Molto in sintesi, si può affermare che per quanto riguarda il primo tema bisognerebbe incoraggiare la crescita dimensionale delle imprese da una parte, il contenuto tecnologico ed organizzativo del sistema dall’altra, anche con un rilevante intervento delle strutture pubbliche a supporto dei processi di trasformazione.
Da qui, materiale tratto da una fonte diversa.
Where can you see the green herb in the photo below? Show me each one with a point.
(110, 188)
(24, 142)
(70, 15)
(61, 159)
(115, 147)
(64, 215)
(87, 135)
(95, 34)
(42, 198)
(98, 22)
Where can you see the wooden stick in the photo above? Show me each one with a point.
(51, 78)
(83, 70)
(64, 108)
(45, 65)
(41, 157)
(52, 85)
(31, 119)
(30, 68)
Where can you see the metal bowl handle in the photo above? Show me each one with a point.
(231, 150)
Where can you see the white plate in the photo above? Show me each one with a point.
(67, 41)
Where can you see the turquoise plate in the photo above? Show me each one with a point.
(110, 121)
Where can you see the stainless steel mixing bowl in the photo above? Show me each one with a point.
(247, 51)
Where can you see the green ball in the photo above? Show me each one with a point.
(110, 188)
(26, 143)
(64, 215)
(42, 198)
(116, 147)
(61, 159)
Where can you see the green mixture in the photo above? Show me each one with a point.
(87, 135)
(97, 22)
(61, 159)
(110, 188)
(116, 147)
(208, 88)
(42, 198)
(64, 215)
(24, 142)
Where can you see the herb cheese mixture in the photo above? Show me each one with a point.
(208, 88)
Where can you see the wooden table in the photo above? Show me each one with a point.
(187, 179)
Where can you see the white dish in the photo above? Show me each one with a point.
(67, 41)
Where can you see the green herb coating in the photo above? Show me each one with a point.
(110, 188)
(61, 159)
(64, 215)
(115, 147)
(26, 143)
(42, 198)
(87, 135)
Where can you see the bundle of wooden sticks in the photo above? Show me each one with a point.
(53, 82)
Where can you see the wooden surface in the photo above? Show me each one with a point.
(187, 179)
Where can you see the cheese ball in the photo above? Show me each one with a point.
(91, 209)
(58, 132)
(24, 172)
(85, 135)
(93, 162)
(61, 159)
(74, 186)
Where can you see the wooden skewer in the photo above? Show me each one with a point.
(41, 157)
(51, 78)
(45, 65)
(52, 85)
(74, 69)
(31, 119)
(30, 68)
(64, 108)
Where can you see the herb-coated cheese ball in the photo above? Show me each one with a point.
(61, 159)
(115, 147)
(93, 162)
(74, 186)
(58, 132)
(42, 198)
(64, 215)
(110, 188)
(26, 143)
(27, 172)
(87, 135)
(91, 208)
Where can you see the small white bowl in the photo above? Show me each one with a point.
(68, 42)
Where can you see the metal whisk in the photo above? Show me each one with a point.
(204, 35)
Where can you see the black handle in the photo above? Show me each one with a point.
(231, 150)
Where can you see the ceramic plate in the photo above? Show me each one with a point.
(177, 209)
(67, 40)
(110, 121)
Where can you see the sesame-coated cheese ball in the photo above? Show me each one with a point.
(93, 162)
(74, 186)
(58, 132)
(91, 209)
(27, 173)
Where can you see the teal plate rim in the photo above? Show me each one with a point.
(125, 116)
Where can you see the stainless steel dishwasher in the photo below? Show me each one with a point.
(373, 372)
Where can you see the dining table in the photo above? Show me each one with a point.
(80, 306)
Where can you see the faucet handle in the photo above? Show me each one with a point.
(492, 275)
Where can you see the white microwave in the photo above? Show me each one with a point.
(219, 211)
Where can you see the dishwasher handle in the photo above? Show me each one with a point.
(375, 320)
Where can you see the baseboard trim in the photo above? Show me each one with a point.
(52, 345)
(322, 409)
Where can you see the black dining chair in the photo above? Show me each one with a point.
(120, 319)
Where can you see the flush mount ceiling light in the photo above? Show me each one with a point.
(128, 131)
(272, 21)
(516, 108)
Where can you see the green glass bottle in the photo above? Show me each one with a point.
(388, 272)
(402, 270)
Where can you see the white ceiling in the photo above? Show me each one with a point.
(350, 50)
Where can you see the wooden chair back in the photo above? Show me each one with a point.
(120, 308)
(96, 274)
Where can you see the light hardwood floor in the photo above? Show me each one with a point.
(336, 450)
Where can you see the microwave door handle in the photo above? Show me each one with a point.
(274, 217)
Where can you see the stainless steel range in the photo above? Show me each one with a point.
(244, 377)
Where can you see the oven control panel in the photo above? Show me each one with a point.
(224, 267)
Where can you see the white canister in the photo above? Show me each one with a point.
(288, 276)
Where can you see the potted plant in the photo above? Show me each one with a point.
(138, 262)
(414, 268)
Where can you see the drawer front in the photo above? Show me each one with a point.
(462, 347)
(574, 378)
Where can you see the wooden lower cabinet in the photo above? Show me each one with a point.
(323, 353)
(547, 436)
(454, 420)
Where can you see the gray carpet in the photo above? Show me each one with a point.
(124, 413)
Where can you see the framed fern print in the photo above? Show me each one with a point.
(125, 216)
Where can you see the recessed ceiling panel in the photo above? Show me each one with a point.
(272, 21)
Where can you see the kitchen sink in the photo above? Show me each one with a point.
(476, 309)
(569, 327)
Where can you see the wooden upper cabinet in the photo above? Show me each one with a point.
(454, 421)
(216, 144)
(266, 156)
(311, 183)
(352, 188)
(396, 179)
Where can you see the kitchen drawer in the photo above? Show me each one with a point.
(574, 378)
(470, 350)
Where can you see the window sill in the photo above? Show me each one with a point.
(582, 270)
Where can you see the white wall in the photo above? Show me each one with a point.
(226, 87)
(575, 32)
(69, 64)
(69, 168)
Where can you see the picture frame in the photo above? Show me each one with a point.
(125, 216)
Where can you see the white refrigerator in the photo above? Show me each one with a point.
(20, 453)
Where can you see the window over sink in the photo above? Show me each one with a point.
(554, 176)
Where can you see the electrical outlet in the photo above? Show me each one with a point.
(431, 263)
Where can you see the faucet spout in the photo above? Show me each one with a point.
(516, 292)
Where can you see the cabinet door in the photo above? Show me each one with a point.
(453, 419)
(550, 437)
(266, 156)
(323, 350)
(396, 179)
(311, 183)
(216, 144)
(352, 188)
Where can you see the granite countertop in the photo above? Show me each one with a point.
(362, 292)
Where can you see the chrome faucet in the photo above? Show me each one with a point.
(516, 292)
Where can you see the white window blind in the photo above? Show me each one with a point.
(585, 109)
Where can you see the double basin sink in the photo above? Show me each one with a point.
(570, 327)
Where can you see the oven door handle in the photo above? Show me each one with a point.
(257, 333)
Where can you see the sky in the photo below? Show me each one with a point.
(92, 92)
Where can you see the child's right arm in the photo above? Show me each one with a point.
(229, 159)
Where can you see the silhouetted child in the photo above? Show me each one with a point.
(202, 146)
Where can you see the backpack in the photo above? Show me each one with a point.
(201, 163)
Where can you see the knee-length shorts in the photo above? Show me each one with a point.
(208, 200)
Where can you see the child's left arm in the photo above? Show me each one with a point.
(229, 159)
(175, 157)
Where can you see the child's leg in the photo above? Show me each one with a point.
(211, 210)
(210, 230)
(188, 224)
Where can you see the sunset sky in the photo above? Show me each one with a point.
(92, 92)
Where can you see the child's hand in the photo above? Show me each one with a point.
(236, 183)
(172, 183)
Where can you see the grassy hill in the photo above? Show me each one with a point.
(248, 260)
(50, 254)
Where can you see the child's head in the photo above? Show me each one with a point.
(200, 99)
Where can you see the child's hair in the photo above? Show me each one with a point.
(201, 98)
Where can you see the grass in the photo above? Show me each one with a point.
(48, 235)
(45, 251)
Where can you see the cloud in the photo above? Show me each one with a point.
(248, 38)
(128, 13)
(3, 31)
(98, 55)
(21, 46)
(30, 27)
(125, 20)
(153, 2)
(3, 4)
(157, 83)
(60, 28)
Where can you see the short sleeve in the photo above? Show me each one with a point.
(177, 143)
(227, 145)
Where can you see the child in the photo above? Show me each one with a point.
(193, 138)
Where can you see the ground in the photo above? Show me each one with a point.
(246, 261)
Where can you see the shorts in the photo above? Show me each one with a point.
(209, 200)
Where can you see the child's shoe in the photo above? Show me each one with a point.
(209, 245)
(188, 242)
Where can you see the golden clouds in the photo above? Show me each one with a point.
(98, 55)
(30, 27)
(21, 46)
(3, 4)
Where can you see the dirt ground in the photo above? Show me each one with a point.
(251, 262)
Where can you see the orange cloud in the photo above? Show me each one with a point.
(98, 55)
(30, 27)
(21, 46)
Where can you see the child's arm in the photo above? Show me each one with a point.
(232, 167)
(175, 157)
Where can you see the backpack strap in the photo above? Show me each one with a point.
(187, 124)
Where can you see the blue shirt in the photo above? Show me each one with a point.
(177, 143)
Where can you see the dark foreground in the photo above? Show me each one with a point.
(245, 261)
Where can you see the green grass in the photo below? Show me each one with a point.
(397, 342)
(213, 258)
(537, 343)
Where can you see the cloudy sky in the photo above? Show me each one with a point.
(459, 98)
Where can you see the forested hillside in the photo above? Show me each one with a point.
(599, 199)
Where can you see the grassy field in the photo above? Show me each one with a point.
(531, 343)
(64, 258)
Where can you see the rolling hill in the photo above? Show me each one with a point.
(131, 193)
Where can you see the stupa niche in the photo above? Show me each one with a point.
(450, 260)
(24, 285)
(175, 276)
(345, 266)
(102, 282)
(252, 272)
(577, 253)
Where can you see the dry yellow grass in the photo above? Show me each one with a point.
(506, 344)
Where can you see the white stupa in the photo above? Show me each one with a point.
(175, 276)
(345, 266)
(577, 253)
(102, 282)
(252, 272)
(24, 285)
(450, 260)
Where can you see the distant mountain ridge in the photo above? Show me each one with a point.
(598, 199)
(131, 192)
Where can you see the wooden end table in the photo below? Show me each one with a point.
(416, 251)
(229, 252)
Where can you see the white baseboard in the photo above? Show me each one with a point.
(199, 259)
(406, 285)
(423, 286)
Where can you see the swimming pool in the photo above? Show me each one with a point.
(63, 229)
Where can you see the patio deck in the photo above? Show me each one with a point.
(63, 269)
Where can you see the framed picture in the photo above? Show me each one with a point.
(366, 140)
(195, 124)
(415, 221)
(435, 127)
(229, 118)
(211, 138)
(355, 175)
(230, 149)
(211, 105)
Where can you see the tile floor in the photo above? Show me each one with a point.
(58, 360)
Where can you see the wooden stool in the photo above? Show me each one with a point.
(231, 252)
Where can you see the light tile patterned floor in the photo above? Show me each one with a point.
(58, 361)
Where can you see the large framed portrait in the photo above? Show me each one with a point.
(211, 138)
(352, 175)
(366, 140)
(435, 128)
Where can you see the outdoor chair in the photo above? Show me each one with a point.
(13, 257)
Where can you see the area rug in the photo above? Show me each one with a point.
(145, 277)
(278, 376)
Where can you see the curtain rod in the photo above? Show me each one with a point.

Sarebbe poi necessario riformare molto in profondità la legislazione del lavoro, come hanno cominciato a fare ad esempio in Spagna ed in Portogallo, spingendo tra l’altro sui contratti a tempo indeterminato, abolendo progressivamente il precariato, arrivando ad un aumento delle retribuzioni e così via, dando così maggiore stabilità e sicurezza ai giovani. 

Incidentalmente si deve ricordare che quasi la metà dei ragazzi che in Italia si iscrivono all’Università non completano gli studi, spesso per mancanza di mezzi. 

Una seria riforma della scuola non potrebbe che includere, tra l’altro, la gratuità dell’iscrizione in tutti gli scalini di insegnamento, come avviene del resto in molti paesi europei, con sostegno economico per le classi più disagiate; naturalmente bisognerebbe poi rivedere a fondo la strutture organizzative scolastiche, nonché le procedure di reclutamento del corpo docente, di cui bisognerebbe ovviamente aumentare i ranghi e migliorare le retribuzioni,  i programmi di insegnamento, le metodologie didattiche. Per quanto riguarda l’università in particolare bisognerebbe investire rilevanti risorse per mantenere agli studi i ragazzi senza mezzi. E’ opportuno comunque tenere presente che le esigenze del mercato del lavoro devono essere contemperate con la necessità altrettanto importante di formare dei giovani che siano dotati di un pensiero critico e di una capacità di riflessione generale sul mondo.   

Un lavoro molto impegnativo e di lunga lena; disperiamo che l’Italia riesca prima o poi nell’impresa.


* Vincenzo Comito è economista. Ha lavorato a lungo nell’industria, nel gruppo Iri, alla Olivetti, nel Movimento Cooperativo. Ha poi esercitato attività di consulente ed ha insegnato finanza aziendale prima alla Luiss di Roma, poi all’Università di Urbino. Autore di molti volumi. Collabora a “Il Manifesto” e a www.sbilanciamoci.info.